Original printed description: "An Antique Idol of the Hindoo Period, Near Malang, Java."
Scanned by Infrogmation (talk) from a period stereocard in own collection. Copyrighted 1903 by T. W. Ingersoll. USA copyright expired. Other copyrights, if any, unknown; no indication of any copyrights outside the USA registered.
Original text on reverse (note, contains the badly POV ethnocentricim common in 1903):
ANTIQUE IDOL OF THE HINDOO PERIOD AT SINGOSANE, JAVA.
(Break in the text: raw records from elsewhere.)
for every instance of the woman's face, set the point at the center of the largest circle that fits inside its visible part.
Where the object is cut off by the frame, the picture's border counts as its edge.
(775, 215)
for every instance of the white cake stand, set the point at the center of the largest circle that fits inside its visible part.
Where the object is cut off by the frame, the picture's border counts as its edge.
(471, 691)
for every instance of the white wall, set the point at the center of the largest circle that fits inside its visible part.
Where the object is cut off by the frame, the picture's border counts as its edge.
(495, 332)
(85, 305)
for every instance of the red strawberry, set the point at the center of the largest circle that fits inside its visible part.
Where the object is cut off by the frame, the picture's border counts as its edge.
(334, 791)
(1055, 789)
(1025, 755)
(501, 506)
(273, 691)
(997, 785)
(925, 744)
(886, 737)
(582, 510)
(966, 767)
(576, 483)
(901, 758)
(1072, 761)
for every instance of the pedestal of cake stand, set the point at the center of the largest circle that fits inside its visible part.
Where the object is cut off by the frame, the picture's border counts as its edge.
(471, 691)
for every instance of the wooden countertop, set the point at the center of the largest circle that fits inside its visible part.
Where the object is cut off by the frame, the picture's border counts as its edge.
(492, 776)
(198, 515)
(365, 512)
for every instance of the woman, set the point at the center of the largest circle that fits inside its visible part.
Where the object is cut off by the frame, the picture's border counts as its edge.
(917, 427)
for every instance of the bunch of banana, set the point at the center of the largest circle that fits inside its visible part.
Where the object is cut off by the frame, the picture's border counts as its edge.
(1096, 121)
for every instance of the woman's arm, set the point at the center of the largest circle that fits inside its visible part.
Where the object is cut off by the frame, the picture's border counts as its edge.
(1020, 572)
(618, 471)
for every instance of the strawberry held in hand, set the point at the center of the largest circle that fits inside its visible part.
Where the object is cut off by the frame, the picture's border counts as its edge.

The prevalent religion on the Island of Java is Islam, but it was introducted to the people as late as the fourteenth century by Malayan and Arabian priests, while the original religion was Brahminism and Buddhism, especially amouung the population of the eastern half of the island, the so-called Javanese proper, as distinguished from the Sundanese living in the western part. These two people are very similar physically, but intellectually the Javanese are greatly the superior of the Sundanese. Of the old religion ruins of splendid temples testify, also remnants of the old religious language and a few literary products of great excellence that have been preserved. Only in two rather secluded parts of the island has Buddhism remained intact, in the woods of Bantam and in the mountains of Tengger. The Dutch masters of the island have always been careful not to hurt the religious feelings of the supersensitive Javanese and, for this reason, prohibited any missionary work. It is only of late that Christian missionaries have been permitted to enter the field. Owing to the tolerant administration of the island by the Dutch there has been no disturbance of the peace since 1830, an admirable result.